While the 256k context window is a powerful feature, it is not always practical or cost-effective to use it to its full capacity. It is most valuable for specific tasks that genuinely require a vast amount of information in a single pass, such as analyzing an entire codebase or a comprehensive legal document. For most other tasks, it's more efficient to provide a smaller, more targeted context.
The name is a strong indicator of its intended audience: developers. Its performance characteristics—high speed for interactive use, strong intelligence for logical tasks, and a large context window for handling code—are all tailored to development-centric workflows, from coding and debugging to technical documentation.
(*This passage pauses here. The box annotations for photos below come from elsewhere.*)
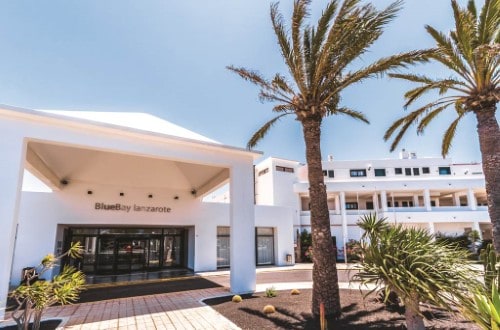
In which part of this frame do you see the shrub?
[266,286,277,298]
[9,242,85,330]
[346,239,361,262]
[355,214,481,329]
[262,305,276,314]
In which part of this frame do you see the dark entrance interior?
[65,228,187,275]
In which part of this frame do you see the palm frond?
[425,25,474,85]
[226,65,273,90]
[270,2,297,86]
[477,0,500,45]
[384,102,440,151]
[417,102,452,134]
[441,113,465,158]
[290,0,311,94]
[247,112,292,149]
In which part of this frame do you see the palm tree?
[355,214,482,330]
[384,0,500,253]
[228,0,432,317]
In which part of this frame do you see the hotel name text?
[94,203,172,213]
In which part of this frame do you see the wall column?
[335,194,340,214]
[429,222,436,235]
[340,191,347,262]
[413,194,420,207]
[467,188,477,211]
[380,190,388,212]
[424,189,431,211]
[372,192,379,213]
[0,135,25,320]
[230,159,256,293]
[472,221,483,240]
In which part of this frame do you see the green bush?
[266,286,278,298]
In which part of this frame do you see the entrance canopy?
[25,141,229,196]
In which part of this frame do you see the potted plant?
[9,242,85,330]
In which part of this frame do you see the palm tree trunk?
[476,109,500,253]
[302,116,341,317]
[404,297,425,330]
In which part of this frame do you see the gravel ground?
[204,290,479,330]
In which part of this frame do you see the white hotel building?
[255,150,491,257]
[0,105,490,319]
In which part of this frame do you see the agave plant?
[356,215,481,330]
[462,283,500,330]
[9,242,85,330]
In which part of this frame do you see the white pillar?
[472,221,483,240]
[0,135,25,320]
[340,191,347,262]
[380,190,388,212]
[335,194,340,214]
[372,192,379,212]
[429,222,436,235]
[230,164,256,293]
[467,188,477,211]
[424,189,431,211]
[413,194,420,207]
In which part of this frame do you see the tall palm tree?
[228,0,432,317]
[384,0,500,253]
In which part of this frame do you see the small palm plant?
[9,242,85,330]
[356,214,481,330]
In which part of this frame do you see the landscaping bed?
[204,290,479,330]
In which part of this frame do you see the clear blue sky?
[0,0,492,162]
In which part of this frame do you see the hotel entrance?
[65,228,187,275]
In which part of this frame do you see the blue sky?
[0,0,492,162]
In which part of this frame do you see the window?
[439,167,451,175]
[255,227,274,266]
[351,170,366,177]
[345,202,358,210]
[217,227,231,268]
[258,167,269,176]
[276,166,293,173]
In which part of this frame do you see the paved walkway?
[0,265,360,330]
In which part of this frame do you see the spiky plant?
[9,242,85,330]
[228,0,427,317]
[355,218,481,330]
[384,0,500,253]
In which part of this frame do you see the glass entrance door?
[116,237,147,273]
[163,235,183,267]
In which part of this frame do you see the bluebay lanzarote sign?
[94,202,172,213]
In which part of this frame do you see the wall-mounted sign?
[94,203,172,213]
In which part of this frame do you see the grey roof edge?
[0,104,263,158]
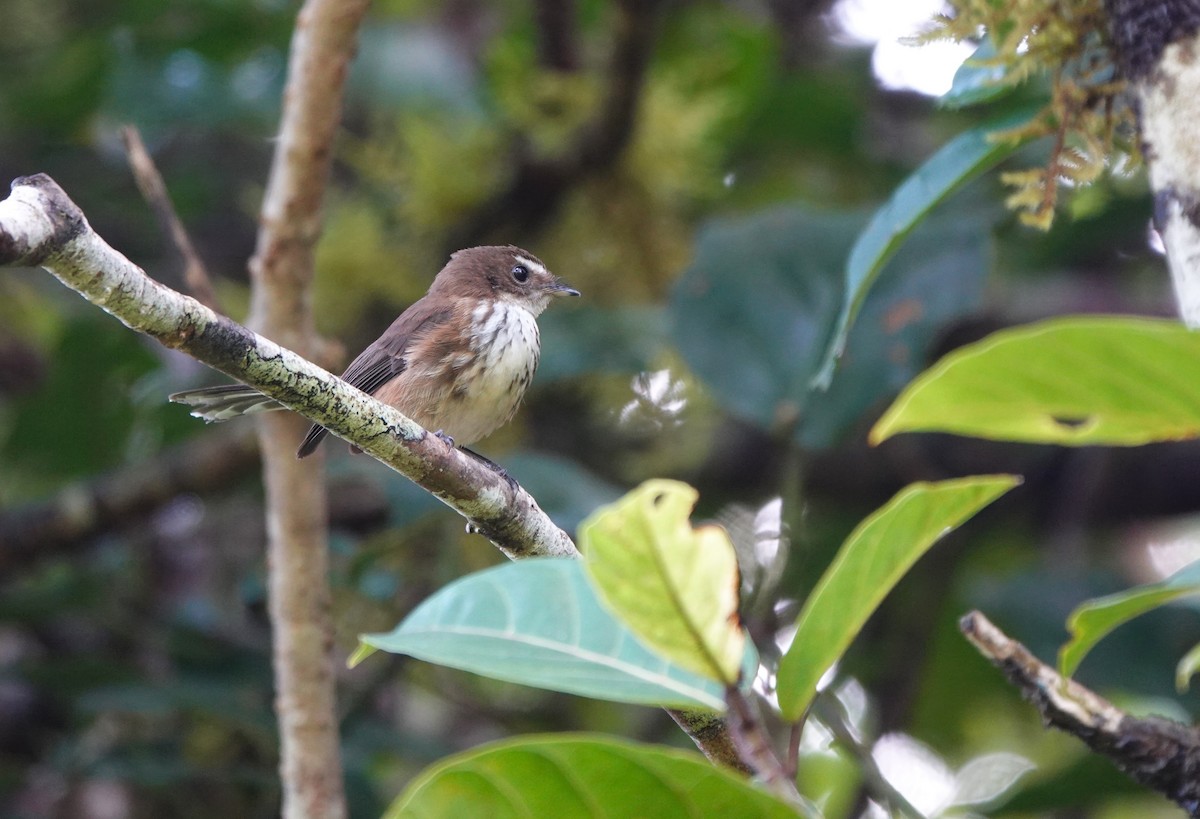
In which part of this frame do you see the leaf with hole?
[352,558,725,711]
[580,480,745,686]
[870,316,1200,446]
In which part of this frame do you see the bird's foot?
[458,447,521,492]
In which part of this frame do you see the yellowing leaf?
[870,317,1200,446]
[580,480,745,686]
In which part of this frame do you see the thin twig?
[959,611,1200,817]
[784,721,804,781]
[725,686,800,803]
[121,125,222,312]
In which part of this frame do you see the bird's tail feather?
[167,384,283,424]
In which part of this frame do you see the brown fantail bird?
[170,246,580,460]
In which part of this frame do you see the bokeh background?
[0,0,1200,818]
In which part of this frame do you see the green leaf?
[1175,642,1200,694]
[1058,561,1200,678]
[779,474,1020,721]
[580,480,745,686]
[937,37,1015,109]
[384,734,797,819]
[671,201,991,447]
[870,317,1200,446]
[352,558,725,711]
[816,112,1031,387]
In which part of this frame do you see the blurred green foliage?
[0,0,1200,817]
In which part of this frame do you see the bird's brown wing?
[296,301,451,458]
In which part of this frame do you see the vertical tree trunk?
[250,0,367,819]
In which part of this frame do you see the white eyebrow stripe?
[515,256,546,273]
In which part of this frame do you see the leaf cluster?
[918,0,1138,231]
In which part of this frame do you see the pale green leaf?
[355,558,725,711]
[870,317,1200,446]
[384,734,798,819]
[937,37,1015,108]
[580,480,745,685]
[778,474,1020,721]
[1175,642,1200,694]
[814,112,1032,387]
[1058,561,1200,677]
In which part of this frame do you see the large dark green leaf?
[355,560,725,711]
[817,112,1031,385]
[671,204,990,446]
[779,474,1020,719]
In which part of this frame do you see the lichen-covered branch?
[1106,0,1200,327]
[0,174,746,771]
[959,611,1200,817]
[0,174,577,557]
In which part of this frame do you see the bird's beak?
[546,277,581,295]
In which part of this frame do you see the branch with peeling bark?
[0,174,746,771]
[959,611,1200,815]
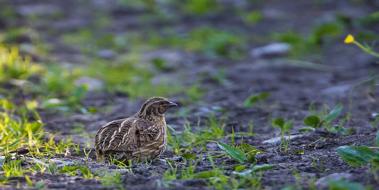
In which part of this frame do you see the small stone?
[250,43,291,58]
[75,76,104,91]
[262,135,303,145]
[97,49,116,59]
[316,173,352,189]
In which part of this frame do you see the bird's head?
[137,97,178,118]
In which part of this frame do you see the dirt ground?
[0,0,379,190]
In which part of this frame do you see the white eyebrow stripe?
[107,130,117,149]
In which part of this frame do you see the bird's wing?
[137,120,162,145]
[95,119,124,150]
[102,118,140,152]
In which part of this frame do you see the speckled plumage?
[95,97,176,161]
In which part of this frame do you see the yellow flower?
[345,34,355,44]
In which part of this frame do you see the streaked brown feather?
[95,98,176,160]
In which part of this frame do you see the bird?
[95,97,178,162]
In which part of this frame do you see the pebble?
[250,43,291,58]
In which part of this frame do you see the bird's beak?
[167,101,178,108]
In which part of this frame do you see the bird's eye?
[158,106,166,114]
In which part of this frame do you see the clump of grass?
[273,22,344,57]
[2,160,25,178]
[168,116,225,157]
[59,165,95,179]
[88,58,181,98]
[0,99,44,155]
[182,0,219,15]
[100,172,123,189]
[0,99,74,156]
[0,45,43,82]
[344,34,379,58]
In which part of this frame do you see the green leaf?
[375,130,379,146]
[243,92,270,107]
[238,143,262,162]
[233,164,274,177]
[271,117,285,128]
[323,104,343,123]
[304,115,321,128]
[328,180,366,190]
[337,146,377,166]
[217,142,247,163]
[283,121,293,131]
[252,164,274,172]
[194,170,218,179]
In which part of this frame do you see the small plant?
[0,46,43,82]
[344,34,379,58]
[271,118,293,152]
[304,105,346,133]
[337,131,379,181]
[59,165,95,179]
[243,92,270,107]
[328,180,366,190]
[0,99,44,155]
[217,142,261,163]
[2,160,25,178]
[100,172,124,189]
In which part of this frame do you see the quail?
[95,97,177,161]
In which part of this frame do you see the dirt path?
[0,0,379,189]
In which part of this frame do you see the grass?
[0,46,43,82]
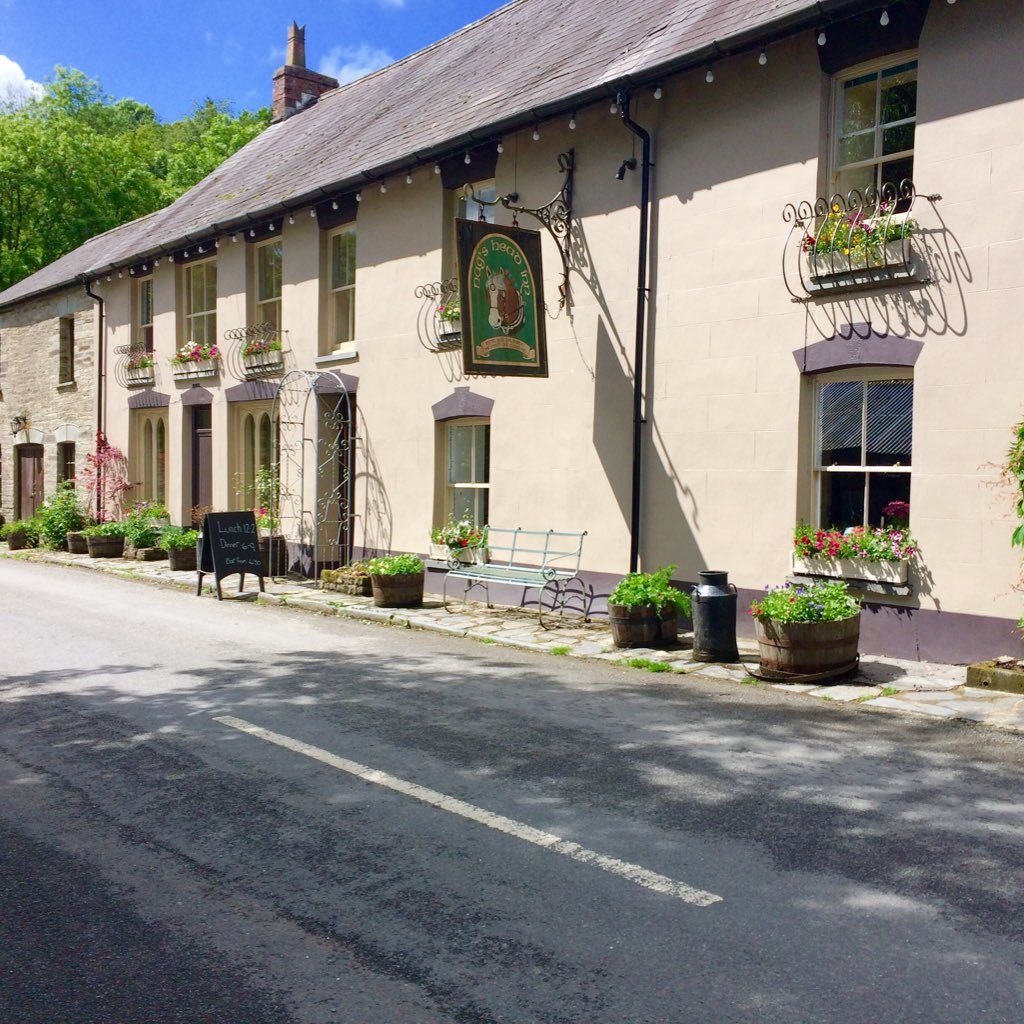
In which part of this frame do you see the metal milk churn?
[693,569,739,662]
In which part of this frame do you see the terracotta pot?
[85,537,125,558]
[167,544,197,572]
[754,611,860,679]
[67,530,89,555]
[370,572,426,608]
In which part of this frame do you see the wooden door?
[191,406,213,511]
[17,444,43,519]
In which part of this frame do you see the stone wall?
[0,288,96,520]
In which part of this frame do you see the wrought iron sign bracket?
[470,150,575,311]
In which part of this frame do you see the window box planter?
[171,358,220,381]
[125,367,156,387]
[793,554,909,584]
[85,537,125,558]
[242,348,285,377]
[754,611,860,680]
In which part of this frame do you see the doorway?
[191,406,213,512]
[15,444,43,519]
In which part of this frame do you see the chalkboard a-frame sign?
[196,511,265,601]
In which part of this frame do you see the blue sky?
[0,0,503,121]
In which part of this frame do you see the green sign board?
[456,220,548,377]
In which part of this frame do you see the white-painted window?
[184,259,217,345]
[814,367,913,529]
[831,53,918,195]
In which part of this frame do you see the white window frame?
[443,417,490,526]
[253,237,285,332]
[325,220,358,355]
[811,366,913,528]
[233,401,278,514]
[132,274,153,352]
[828,50,919,195]
[181,257,217,345]
[441,178,498,279]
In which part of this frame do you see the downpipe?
[615,89,650,572]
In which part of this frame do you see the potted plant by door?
[0,519,39,551]
[160,526,199,572]
[82,519,128,558]
[751,580,860,681]
[608,565,691,647]
[368,555,426,608]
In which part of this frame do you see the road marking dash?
[214,715,722,906]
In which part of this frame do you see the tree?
[0,68,270,291]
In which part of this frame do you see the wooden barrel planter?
[85,537,125,558]
[68,530,89,555]
[754,612,860,680]
[608,604,679,647]
[370,572,426,608]
[6,529,29,551]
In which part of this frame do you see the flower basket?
[171,357,220,381]
[754,611,860,681]
[167,544,199,572]
[242,348,285,377]
[67,530,89,555]
[793,554,909,585]
[430,544,487,565]
[85,536,125,558]
[370,572,426,608]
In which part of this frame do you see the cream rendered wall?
[92,0,1024,630]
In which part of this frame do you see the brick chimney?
[273,22,338,121]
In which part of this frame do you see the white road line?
[214,715,722,906]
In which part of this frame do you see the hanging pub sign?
[456,220,548,377]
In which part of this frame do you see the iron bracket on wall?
[470,150,575,312]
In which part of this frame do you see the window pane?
[840,74,878,135]
[449,427,473,483]
[331,228,355,288]
[818,381,864,466]
[818,473,865,529]
[867,473,910,526]
[839,131,874,164]
[332,288,355,345]
[865,381,913,466]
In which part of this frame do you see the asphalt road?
[0,559,1024,1024]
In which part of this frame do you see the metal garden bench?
[441,525,588,626]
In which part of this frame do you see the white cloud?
[0,53,43,108]
[317,43,394,85]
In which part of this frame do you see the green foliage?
[124,502,168,548]
[0,519,39,548]
[368,555,426,575]
[36,480,89,548]
[608,565,691,617]
[82,519,128,538]
[0,68,270,291]
[159,526,199,551]
[751,580,860,623]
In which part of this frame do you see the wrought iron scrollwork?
[782,178,941,302]
[470,150,575,312]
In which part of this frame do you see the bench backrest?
[487,524,587,575]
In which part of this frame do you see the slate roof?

While it is capable of generating text, its natural tendency towards conciseness and its relatively high output token price may make it less ideal for long-form creative writing compared to other models. Models that are more naturally verbose or have lower output costs might be a more economical and suitable choice for generating stories, articles, or other creative content.
An open license, such as Apache 2.0 which is common for Mistral models, means the model's weights are publicly available. This allows developers to download, modify, and deploy the model on their own infrastructure. It offers maximum flexibility and control, enabling self-hosting for privacy, security, or cost reasons, and allows for deep customization and fine-tuning.